Der Wendepunkt der Revolte kam am 7. oder 8. März. In der Nacht von Samstag, dem 7. März, stießen die Streitkräfte Saids in drei Kolonnen auf Diyarbakir zu. Die Einnahme dieser Stadt war wesentlich für die Rebellen, da sie die südöstliche Grenze der Türkei beherrschte und eine wichtige Verbindung war für Karawanen,die vom Süden und Osten kamen. Der Kampf tobte bis zum nächsten Morgen, Sonntag, den 8. März, aber den Rebellen gelang es nicht, die Stadt einzunehmen. Dieses Engagement war der kritische Punkt der Rebellion. Danach verhinderten die schweren Verluste der Rebellen und die steigende Zahl der türkischen Truppen (schätzungsweise 16 000), die zu den betroffenen Gebieten gesandt wurden, einen Sieg der Rebellen. Die hauptsächliche türkische Offensive begann Ende März. Trotz der rauen Gelände und erbärmlichen klimatischen Bedingungen gewannen die Regierungstruppen ständig an Boden. Am 8.April wurde der Hauptverband der Rebellen im Bezirk Capakcur geschlagen. In der zweiten Aprilwoche wurden Scheich Said und seine engsten Anhänger in dem Ort Carincur, zwischen Varto und Mus, gefangengenommen. Kurz darauf brach die Rebellion zusammen und die Rebellen begannen sich in großer Zahl zu ergeben. Said und sein Gefolge wurden gegen Ende Mai vor ein Unabhängigkeitstribunal in Diyarbakir gebracht. Said blieb während des Prozesses dabei, dass er rebelliert habe, weil er die religiösen Praktiken früherer Zeit wiedereinführen wollte. Er weigerte sich, anzuerkennen, dass er etwas falsch gemacht habe, und als es soweit war, plädierte er auf ,,nicht schuldig". 

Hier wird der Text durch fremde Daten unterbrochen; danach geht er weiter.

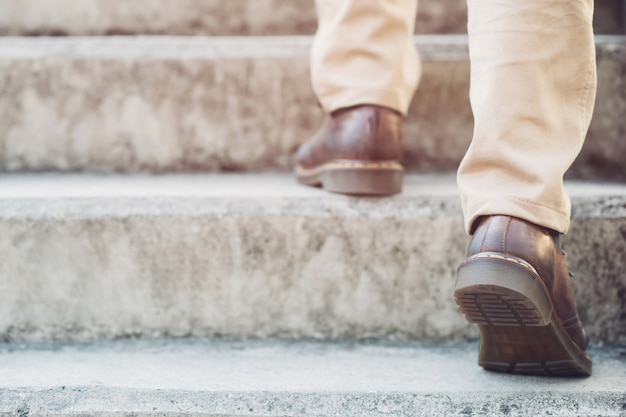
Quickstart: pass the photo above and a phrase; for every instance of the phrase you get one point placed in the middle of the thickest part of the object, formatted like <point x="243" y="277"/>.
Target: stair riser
<point x="193" y="17"/>
<point x="215" y="17"/>
<point x="208" y="267"/>
<point x="235" y="114"/>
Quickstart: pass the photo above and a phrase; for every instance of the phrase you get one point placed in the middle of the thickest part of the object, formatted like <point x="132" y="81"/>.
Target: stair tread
<point x="432" y="47"/>
<point x="274" y="377"/>
<point x="102" y="256"/>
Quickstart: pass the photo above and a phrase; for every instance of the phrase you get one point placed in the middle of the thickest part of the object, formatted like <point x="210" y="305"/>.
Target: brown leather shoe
<point x="515" y="286"/>
<point x="357" y="151"/>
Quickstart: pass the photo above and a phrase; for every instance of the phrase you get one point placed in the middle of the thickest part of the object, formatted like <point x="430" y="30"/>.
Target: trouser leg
<point x="363" y="53"/>
<point x="533" y="83"/>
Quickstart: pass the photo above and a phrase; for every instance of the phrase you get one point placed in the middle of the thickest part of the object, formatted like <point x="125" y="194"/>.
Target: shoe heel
<point x="501" y="291"/>
<point x="363" y="181"/>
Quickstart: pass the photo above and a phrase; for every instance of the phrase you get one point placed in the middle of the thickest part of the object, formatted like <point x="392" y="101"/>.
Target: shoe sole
<point x="355" y="177"/>
<point x="520" y="333"/>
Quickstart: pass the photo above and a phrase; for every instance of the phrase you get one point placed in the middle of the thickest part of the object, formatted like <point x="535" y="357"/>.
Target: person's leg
<point x="533" y="83"/>
<point x="364" y="70"/>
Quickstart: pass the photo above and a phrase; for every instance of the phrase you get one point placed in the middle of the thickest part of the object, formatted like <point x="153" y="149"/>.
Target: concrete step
<point x="91" y="257"/>
<point x="192" y="17"/>
<point x="162" y="104"/>
<point x="215" y="17"/>
<point x="276" y="378"/>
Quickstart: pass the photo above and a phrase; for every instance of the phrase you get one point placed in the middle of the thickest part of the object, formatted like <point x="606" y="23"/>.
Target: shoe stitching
<point x="505" y="233"/>
<point x="380" y="165"/>
<point x="503" y="258"/>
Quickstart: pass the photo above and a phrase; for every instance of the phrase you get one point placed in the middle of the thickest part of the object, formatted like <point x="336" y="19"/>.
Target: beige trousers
<point x="533" y="82"/>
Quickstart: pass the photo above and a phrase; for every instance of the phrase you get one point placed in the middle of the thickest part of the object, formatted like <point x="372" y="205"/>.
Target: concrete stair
<point x="164" y="104"/>
<point x="229" y="378"/>
<point x="221" y="287"/>
<point x="215" y="17"/>
<point x="251" y="255"/>
<point x="192" y="17"/>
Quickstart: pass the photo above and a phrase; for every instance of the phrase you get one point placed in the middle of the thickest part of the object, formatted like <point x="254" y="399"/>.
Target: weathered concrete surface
<point x="193" y="17"/>
<point x="257" y="255"/>
<point x="273" y="378"/>
<point x="210" y="104"/>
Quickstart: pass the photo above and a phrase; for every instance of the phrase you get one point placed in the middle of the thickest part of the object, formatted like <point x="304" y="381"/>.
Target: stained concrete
<point x="234" y="104"/>
<point x="193" y="17"/>
<point x="88" y="257"/>
<point x="216" y="377"/>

Am 29. Juni wurden er und 46 seiner Anhänger zum Tode verurteilt und am nächsten Tag gehängt. Nach der Niederschlagung des Aufstandes: verstärkter türkischer Nationalismus, Zwangsmodernisierung, Verbannung der Kurdenführer und Vertiefung des Grabens zwischen Türken und Kurden. Eine der wichtigsten Konsequenzen der Revolte war die Vereinheitlichung der türkischen Bevölkerung zur Verteidigung der Republik. Die Türken sahen das Land, für das sie so viele Opfer gebracht hatten, von einer weiteren feindlichen Macht bedroht. Wie schon, als die Griechen die Republik bedrohten, so vereinigten sie sich jetzt in der Unterstützung der Regierung. 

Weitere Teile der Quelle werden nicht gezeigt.